Depuis le jeudi 28 décembre, la République Islamique d’Iran est secouée par une vague de contestation sociale inédite depuis le mouvement de 2009 contre la réélection frauduleuse d’Ahmadinejad.


IASWI
Les manifestations ont éclaté à Mashhad, grande ville de l’Est du pays, avant de s’étendre à près de 80 villes et villages iraniens. Malgré la violence de la répression, la censure des réseaux sociaux et le quadrillage militaire des villes, les manifestant·e·s ont tenté chaque fois que possible à la tombée de la nuit, de descendre dans les rues y défier le pouvoir bourgeois-clérical.

Ras-le-bol face aux dégradations des conditions de vie

Contrairement à la mobilisation de 2009 située d’abord sur le terrain démocratique, ce sont les questions sociales qui sont au centre de la vague actuelle et Téhéran n’est pas l’épicentre de la contestation. Autre grande différence, la mobilisation prend pour cible l’ensemble du régime. Face à la machine répressive de la mollahrchie et aux Gardiens de la révolution, la mobilisation s’est radicalisée. Les slogans hostiles au Guide et au président de la République sont repris en masse dans l’ensemble des villes où la population se mobilise.

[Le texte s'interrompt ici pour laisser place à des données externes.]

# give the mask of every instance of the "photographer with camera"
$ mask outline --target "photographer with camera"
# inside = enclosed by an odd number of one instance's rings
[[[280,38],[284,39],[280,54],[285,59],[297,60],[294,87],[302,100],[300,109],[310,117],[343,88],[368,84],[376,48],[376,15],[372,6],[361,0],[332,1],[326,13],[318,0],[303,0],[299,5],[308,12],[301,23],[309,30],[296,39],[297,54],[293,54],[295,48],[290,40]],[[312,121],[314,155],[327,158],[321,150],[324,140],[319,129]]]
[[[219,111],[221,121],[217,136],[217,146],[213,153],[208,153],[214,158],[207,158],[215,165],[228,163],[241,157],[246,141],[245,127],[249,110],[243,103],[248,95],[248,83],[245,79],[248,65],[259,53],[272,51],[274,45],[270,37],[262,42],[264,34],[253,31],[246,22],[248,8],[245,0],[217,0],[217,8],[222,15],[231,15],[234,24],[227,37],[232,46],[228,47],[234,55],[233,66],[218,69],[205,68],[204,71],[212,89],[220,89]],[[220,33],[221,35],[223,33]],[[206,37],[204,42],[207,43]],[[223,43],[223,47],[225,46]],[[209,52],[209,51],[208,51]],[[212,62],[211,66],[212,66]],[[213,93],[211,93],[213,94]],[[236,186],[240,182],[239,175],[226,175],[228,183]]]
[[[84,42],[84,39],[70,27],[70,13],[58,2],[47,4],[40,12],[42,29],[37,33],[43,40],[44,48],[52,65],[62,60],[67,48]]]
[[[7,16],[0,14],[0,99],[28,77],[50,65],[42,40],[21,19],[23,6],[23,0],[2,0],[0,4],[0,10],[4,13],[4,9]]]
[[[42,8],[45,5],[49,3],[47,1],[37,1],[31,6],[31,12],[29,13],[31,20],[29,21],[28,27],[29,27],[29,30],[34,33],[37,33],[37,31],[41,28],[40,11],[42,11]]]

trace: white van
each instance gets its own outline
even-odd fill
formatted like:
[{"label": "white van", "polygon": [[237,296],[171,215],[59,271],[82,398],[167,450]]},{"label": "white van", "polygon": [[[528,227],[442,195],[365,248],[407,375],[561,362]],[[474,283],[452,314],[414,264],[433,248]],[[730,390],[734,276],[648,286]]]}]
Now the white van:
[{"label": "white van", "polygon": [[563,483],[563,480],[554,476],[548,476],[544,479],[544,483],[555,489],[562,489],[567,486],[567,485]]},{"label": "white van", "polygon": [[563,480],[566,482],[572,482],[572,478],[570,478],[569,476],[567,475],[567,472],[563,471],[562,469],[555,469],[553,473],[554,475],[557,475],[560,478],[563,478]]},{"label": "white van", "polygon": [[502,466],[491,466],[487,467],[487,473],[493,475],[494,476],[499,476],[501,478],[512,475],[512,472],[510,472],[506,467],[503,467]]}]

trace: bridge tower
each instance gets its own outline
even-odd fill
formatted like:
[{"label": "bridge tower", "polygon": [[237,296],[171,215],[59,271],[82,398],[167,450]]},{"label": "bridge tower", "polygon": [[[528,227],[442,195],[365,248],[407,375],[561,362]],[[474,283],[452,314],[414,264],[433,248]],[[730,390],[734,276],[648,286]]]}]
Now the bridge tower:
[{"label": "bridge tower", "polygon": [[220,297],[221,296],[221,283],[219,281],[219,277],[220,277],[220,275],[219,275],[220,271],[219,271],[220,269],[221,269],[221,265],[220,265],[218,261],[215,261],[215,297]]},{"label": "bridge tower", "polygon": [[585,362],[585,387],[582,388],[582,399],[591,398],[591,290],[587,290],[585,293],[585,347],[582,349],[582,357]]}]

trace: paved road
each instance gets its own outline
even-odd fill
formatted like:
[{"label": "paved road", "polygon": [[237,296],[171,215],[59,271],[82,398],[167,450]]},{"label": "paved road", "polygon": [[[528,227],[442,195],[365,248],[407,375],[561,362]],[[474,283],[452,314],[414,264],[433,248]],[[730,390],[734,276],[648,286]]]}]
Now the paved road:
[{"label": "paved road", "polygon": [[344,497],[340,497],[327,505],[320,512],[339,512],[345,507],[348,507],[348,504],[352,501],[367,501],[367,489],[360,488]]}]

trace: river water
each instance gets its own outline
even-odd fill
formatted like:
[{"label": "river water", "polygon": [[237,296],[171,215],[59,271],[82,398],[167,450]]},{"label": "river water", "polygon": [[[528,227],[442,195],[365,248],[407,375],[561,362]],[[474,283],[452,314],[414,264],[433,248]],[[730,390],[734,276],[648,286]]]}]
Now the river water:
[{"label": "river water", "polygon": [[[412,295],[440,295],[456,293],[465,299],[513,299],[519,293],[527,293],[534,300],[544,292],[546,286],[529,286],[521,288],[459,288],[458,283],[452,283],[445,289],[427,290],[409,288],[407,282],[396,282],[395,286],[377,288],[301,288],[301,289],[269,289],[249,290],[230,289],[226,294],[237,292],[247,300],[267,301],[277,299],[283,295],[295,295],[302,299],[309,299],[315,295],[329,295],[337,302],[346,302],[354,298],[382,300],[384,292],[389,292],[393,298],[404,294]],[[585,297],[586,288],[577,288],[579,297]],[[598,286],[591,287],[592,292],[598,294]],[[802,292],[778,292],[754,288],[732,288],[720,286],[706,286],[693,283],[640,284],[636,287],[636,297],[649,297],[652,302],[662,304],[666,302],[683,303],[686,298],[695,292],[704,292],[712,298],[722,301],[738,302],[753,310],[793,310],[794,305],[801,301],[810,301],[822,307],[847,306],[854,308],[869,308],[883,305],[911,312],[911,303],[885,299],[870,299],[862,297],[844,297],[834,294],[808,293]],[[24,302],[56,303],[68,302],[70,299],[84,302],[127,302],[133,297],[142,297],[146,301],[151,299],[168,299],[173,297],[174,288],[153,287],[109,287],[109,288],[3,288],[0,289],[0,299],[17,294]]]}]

Ces manifestations expriment d’abord un ras-le-bol profond face à la dégradation des conditions de vie, à la hausse des prix des aliments, à la vie chère, au chômage de masse, aux inégalités sociales croissantes, au programme brutal d’austérité, à la corruption du régime et de ses dignitaires et à la répression politique. La population subissant une crise sociale aigue proteste contre la politique régionale du régime et notamment contre son soutien criminel coûteux financièrement et humainement à la dictature de Bachar El Assad. Les manifestant·e·s rejettent aussi la main-mise des Gardiens de la Révolution et des dignitaires du régime sur les richesses du pays.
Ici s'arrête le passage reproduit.